MADISON, WI (WSAU) - The mining bill passed the State Senate just before 9:00 p.m. Wednesday night by the expected one-vote margin, 17-16. State Senator Dale Schultz was the only Republican to side with Democrats.
The debate took nearly nine hours, and started late due to the snowstorm preventing lawmakers from arriving at the Capitol building in time.

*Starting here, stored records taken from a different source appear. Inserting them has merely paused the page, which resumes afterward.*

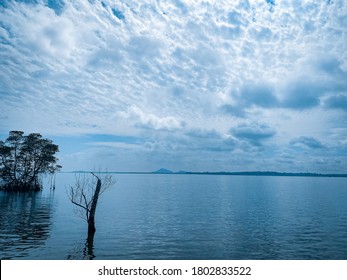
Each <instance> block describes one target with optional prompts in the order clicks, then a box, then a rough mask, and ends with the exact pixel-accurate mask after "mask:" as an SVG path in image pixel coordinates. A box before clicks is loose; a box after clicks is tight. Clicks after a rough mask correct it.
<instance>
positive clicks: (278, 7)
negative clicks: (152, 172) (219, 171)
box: [0, 0, 347, 173]
mask: <svg viewBox="0 0 347 280" xmlns="http://www.w3.org/2000/svg"><path fill="white" fill-rule="evenodd" d="M11 130H22V131H24V132H25V133H31V132H38V133H41V134H42V135H43V137H45V138H49V139H52V140H53V141H54V143H56V144H58V145H59V147H60V152H59V154H58V155H57V156H58V158H59V163H60V164H61V165H62V166H63V171H72V170H91V169H93V170H96V169H97V170H105V171H106V170H107V171H153V170H157V169H159V168H167V169H171V170H173V171H179V170H187V171H202V172H203V171H255V170H260V171H279V172H319V173H347V2H346V1H344V0H330V1H328V0H324V1H323V0H321V1H313V0H287V1H284V0H283V1H280V0H265V1H263V0H258V1H250V0H245V1H230V0H228V1H224V0H219V1H217V0H215V1H212V0H205V1H199V0H195V1H194V0H170V1H169V0H168V1H159V0H143V1H125V0H124V1H122V0H121V1H108V0H103V1H99V0H94V1H92V0H89V1H87V0H84V1H82V0H81V1H80V0H76V1H63V0H57V1H50V0H46V1H43V0H42V1H40V0H37V1H35V0H31V1H24V0H21V1H3V0H2V1H0V136H1V139H3V140H4V139H5V138H6V137H7V136H8V132H9V131H11Z"/></svg>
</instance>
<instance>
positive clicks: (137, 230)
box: [0, 174, 347, 260]
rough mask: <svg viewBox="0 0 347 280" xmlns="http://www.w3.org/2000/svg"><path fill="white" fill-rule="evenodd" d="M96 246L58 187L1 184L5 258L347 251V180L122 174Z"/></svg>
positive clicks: (82, 221)
mask: <svg viewBox="0 0 347 280" xmlns="http://www.w3.org/2000/svg"><path fill="white" fill-rule="evenodd" d="M113 176H114V178H115V179H117V183H116V185H114V186H113V187H112V188H110V189H108V190H107V191H106V192H105V193H103V194H102V196H101V197H100V200H99V204H98V208H97V213H96V228H97V231H96V234H95V240H94V246H93V247H91V246H89V247H88V246H87V245H86V244H85V240H86V237H87V236H86V235H87V224H86V222H85V221H84V220H83V219H81V218H80V217H79V216H78V215H76V213H75V212H74V209H75V207H74V206H73V205H72V203H71V202H70V201H69V199H68V197H67V194H66V187H68V186H69V185H72V184H73V182H74V175H73V174H58V175H57V182H56V185H57V187H56V190H55V191H50V190H49V188H47V187H46V188H45V189H44V191H42V192H41V193H38V194H31V195H30V194H15V195H13V194H6V193H0V211H1V212H0V258H1V259H63V260H64V259H347V203H346V202H347V179H346V178H316V177H252V176H214V175H148V174H142V175H141V174H138V175H130V174H115V175H113Z"/></svg>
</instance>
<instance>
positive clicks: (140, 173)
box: [60, 168, 347, 178]
mask: <svg viewBox="0 0 347 280" xmlns="http://www.w3.org/2000/svg"><path fill="white" fill-rule="evenodd" d="M60 173H90V171H66V172H60ZM100 173H105V174H107V173H109V174H152V175H153V174H158V175H228V176H279V177H280V176H282V177H342V178H347V174H333V173H311V172H276V171H241V172H228V171H219V172H210V171H205V172H195V171H177V172H175V171H171V170H168V169H164V168H161V169H159V170H156V171H150V172H145V171H107V172H100Z"/></svg>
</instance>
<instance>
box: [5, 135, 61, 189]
mask: <svg viewBox="0 0 347 280" xmlns="http://www.w3.org/2000/svg"><path fill="white" fill-rule="evenodd" d="M57 152H59V147H58V145H55V144H53V141H52V140H49V139H44V138H42V136H41V134H39V133H30V134H28V135H24V132H23V131H10V133H9V136H8V137H7V139H6V140H5V141H0V178H1V186H0V188H1V189H3V190H5V191H21V192H25V191H38V190H41V189H42V183H41V182H40V175H42V174H45V173H50V174H53V173H54V172H55V171H57V170H59V169H60V168H61V166H60V165H58V164H57V161H58V159H57V158H56V157H55V154H56V153H57Z"/></svg>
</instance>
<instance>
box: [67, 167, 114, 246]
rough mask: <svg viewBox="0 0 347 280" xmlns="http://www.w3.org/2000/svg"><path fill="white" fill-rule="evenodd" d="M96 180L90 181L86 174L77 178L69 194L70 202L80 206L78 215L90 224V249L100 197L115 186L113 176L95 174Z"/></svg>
mask: <svg viewBox="0 0 347 280" xmlns="http://www.w3.org/2000/svg"><path fill="white" fill-rule="evenodd" d="M91 174H92V175H93V176H94V178H95V179H96V181H95V180H92V181H91V180H90V178H89V177H87V176H86V174H82V175H81V174H79V175H78V176H76V182H75V185H74V186H71V187H70V189H69V192H68V196H69V199H70V201H71V202H72V203H73V204H75V205H76V206H78V207H79V208H77V210H76V211H77V213H78V214H79V216H80V217H82V218H83V219H84V220H86V221H87V223H88V237H87V244H88V247H89V248H92V247H93V242H94V234H95V231H96V229H95V211H96V206H97V204H98V199H99V196H100V195H101V194H102V193H103V192H104V191H105V190H106V189H108V188H109V187H111V186H112V185H114V184H115V180H114V179H113V178H112V176H111V175H104V176H103V177H101V176H100V175H99V176H97V175H95V174H94V173H93V172H91Z"/></svg>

Much of the debate was over twelve amendments that all failed. Mosinee Republican Senator Jerry Petrowski says these amendments have all been discussed before and he was not surprised to see them voted down on the floor.
Petrowski supported the measure, saying we should support safe mining and the jobs it creates. “We can have mining in northern Wisconsin like we had for many years, and I believe we can do it safely. I think under the oversight of the EPA, the Army Corps of Engineers, and the Department of Natural Resources, they are going to guide the process of mining, but I think first of all we need to see where the Assembly takes this bill.”
Stevens Point Democratic Senator Julie Lassa criticizes the bill for jeopardizing the environment in favor of a mining corporation. “It will jeopardize our wetlands, and the bill that the company wrote allows for streams and rivers and lakes and wetlands to be filled in with toxic waste from the mine that contains arsenic, lead, and mercury. That is not the type of responsible mining bill that the people of Wisconsin deserve.”
The author of the mining bill is Hazelhurst Republican Senator Tom Tiffany, who closed debate saying this bill is environmentally friendly. “The rock characterization process that we have written into this bill is thorough. The know-how and technology is completely different, and that’s why I call this a twenty-first century iron ore mining bill.”
Tiffany argues the manufacturing jobs created by the mine will have a positive effect on the entire region’s economy. “Look at all of the for sale signs. As we’ve lost manufacturing jobs here in Wisconsin, it has affected our businesses.”
Outside of a few gallery outbursts, debate was orderly.